Why the Goblet Squat Works for Nearly Every Athlete I Coach
- Coach Dave

- 6 days ago
- 2 min read
The goblet squat is one of those movements that looks almost too simple to matter, but for athletes across just about every sport I work with, it ends up being one of the most useful tools we have. It’s not just a “beginner squat” or a warm-up drill. Done properly, it’s a brutally honest assessment of how well someone can actually squat.
At its most basic, the setup is straightforward. You hold a dumbbell or kettlebell vertically against your chest, almost like you’re bracing it into your sternum. Feet are usually about shoulder-width apart, toes slightly turned out. From there, you brace your core, keep your chest tall, and sit down between your hips. Knees track out over the toes as you descend under control until you hit at least parallel depth. Ideally, elbows come inside the knees at the bottom without everything collapsing forward.
Then you drive back up through your heels and midfoot, squeezing the glutes as you return to standing. Simple idea, but the execution is where all the value is.
What makes the goblet squat so powerful is the front-loaded position. Because the weight sits in front of your body, it naturally pulls you into better posture. If you start tipping forward, losing your brace, or letting your knees cave in, you feel it immediately. There’s no hiding it. That feedback loop is gold for athletes, because it teaches them what “good positions” actually feel like under load.
For a lot of athletes, especially runners, swimmers, and field sport players, the goblet squat becomes a way to rebuild squat mechanics without immediately jumping into a barbell back squat. It reinforces trunk stiffness, hip control, and ankle mobility all at once. If those things aren’t there, the goblet squat exposes them quickly. And that’s the point.
Coaching it, I’m usually thinking about a few key things. Keep the weight tight to the chest so it acts as a counterbalance. Keep the heels grounded the whole time. Actively push the knees out rather than letting them fall in. And don’t rush the descent or bounce out of the bottom—control matters more than speed here. A clean, controlled rep is worth far more than a sloppy heavy one.
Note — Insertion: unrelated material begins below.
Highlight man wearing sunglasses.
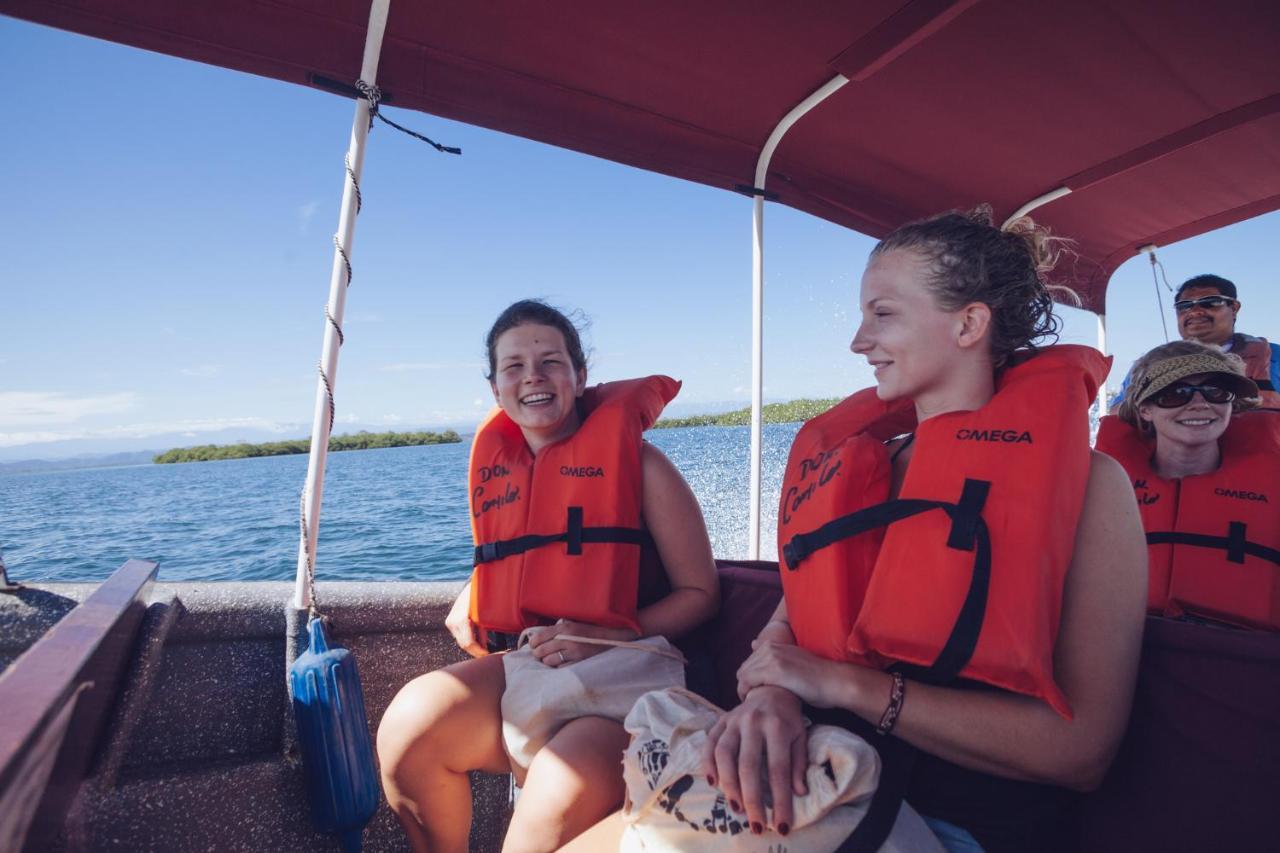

A lot of athletes also underestimate how much it challenges the upper back and core. If you lose tension there, the whole movement breaks down. That’s why I like it so much for masters athletes in particular—it gives you strength training and movement feedback in one hit without needing extreme loads.
In programming terms, it can sit almost anywhere. Early in a session as a movement primer, in the middle as strength work, or as higher-rep conditioning work when the goal is capacity. Typically, something like 2–3 sets of 10–15 controlled reps is a solid starting point, as long as the last few reps are still technically clean.
If an athlete can own a solid goblet squat—depth, control, posture under load—it usually tells me they’re ready for more complex loading patterns. If they can’t, then we’ve got a very clear place to start.